What Is Medicaid? What Are Waivers?
A Medicaid Policy Wonk Explains
Medicaid stuff is my specialty. While I’m a political junkie who tries to glean deep knowledge of American political ideas on all sides on nearly every issue and the philosophies that underpin them, and, while in a year of intense study, I’ve gained a great deal of Judaic knowledge, my area of expertise is still disability rights and Medicaid, and I have more study and hands-on experience in this area than in any other. A solid case could be made that, though it’s hard to resist diving into the issue-of-the-day, I should shut up on other issues and focus on what I really am: a Medicaid policy wonk. 🙂
I want to explain to my readers what Medicaid is, and what Medicaid waivers are, because these are complex issues most legislators don’t even understand, much less the media, but are very critical to our most vunerable citizens.

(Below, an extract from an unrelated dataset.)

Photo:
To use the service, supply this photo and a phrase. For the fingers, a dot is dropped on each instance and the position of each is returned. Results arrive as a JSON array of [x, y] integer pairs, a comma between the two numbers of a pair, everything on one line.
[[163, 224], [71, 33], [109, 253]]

Medicaid, along with Medicare, was amended to the Social Security system in 1965 as part of President Lyndon Johnson’s “Great Society” program, which sought to complete FDR’s “New Deal,” and finish something that had been sorely needed, and on the table forever: publicly-funded health care for “the indigent.” Medicare provides some limited hospital, nursing home, doctor, and now prescription drug coverage, among other things, for the elderly and disabled adults. Medicaid covers children and any other citizen who can’t afford medical bills, and it, unlike the purely federal Medicare, is administered by the states, so it varies widely from state to state. The federal judge who heard my case back in 2003 said Medicaid is the most confusing law he’s ever read in his long career in law. He’s right. I’ve read it, and it is an incredible labyrinth of half measures, carrots and sticks to compel states to provide coverage for nearly everything while in the next section providing microscopic loopholes so that the law doesn’t iron-clad force states to. Medicaid law painfully tip-toes a tightrope between federal mandates and violating states’ rights.
But what I want to address here is one of the most important roles that falls to state Medicaids, long-term care, especially what I’ve mentioned before, home care vs. nursing home and the institutional bias in Medicaid.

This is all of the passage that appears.